Autocar office parlance can be misleading - confusing, even – and when it starts creeping into print, either on this website or in the magazine, it usually needs explanation.

For instance, we conduct two marquee sports car tests every year, habitually titled ‘Britain’s Best Driver’s Car’ and our 'Everyday handling heroes' – the second of which you may have recently read about for 2015.

In the office, we simply call them ‘Handling Day’ and ‘Junior Handling Day’. But the ‘junior’ bit isn’t an entirely helpful part of the description, because it implies a sense of inferiority about the whole shebang that’s wholly unfounded.

‘Junior Handling Day’ is important. There are a vastly greater number of people genuinely interested in finding out how best to spend £30,000 on a new driver’s car than in how to spend a cool quarter of a million.

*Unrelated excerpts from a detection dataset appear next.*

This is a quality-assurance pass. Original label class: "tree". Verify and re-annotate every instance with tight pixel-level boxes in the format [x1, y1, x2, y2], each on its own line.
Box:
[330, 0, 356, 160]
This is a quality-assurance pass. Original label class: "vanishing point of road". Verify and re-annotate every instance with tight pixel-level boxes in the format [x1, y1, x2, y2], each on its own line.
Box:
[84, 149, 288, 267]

Much as we all want to know what the best-handling new car of any given year may be, for most of us it’s mainly only because we want to know. And, of course, so we wouldn’t make a bad buying decision after rushing out to spend the white-hot lottery-win cash in our pockets on the day our ship finally comes in.

Although affordable motors have won ‘Handling Day’ in recent years, more often than not they don’t. That’s because value for money isn’t part of the equation during the judging.

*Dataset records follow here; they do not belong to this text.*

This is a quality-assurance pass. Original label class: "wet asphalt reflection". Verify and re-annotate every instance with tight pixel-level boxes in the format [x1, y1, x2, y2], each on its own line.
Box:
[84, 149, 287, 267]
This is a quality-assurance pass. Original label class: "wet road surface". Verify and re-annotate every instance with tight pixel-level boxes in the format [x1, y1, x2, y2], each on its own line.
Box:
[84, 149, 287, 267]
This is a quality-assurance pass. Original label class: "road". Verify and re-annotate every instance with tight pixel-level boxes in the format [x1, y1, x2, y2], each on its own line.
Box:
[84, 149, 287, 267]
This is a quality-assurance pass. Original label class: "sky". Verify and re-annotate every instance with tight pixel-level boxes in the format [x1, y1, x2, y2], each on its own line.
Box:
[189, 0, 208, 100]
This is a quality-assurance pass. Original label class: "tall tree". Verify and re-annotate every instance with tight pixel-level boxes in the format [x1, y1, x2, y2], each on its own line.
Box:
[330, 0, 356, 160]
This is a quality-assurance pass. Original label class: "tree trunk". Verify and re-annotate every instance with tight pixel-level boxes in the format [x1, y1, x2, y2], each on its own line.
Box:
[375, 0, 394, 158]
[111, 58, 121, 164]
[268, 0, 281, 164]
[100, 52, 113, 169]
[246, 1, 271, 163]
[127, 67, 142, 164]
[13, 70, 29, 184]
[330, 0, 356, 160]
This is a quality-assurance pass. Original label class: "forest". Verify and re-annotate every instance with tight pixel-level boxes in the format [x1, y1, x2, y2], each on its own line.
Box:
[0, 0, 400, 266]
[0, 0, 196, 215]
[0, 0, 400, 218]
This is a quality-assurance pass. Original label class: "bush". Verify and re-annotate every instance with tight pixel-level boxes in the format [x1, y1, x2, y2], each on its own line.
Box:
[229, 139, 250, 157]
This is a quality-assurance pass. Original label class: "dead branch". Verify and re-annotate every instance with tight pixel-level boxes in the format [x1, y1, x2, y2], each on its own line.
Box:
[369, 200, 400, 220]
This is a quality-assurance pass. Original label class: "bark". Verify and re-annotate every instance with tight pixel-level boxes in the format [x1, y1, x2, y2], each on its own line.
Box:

‘Handling Day’ is purely and simply to decide what the best driver’s car is at any money; to give the cream of the car industry a platform from which to show us where the very latest and greatest technology and talent has taken their wares.

To recognise greatness, and celebrate the very best of the best. But as the market for six-figure exotics has mushroomed these past ten years and the line-up for our main handling test has appeared more and more rarified, the need for a more pragmatically minded test of great driver's cars to run alongside it has grown.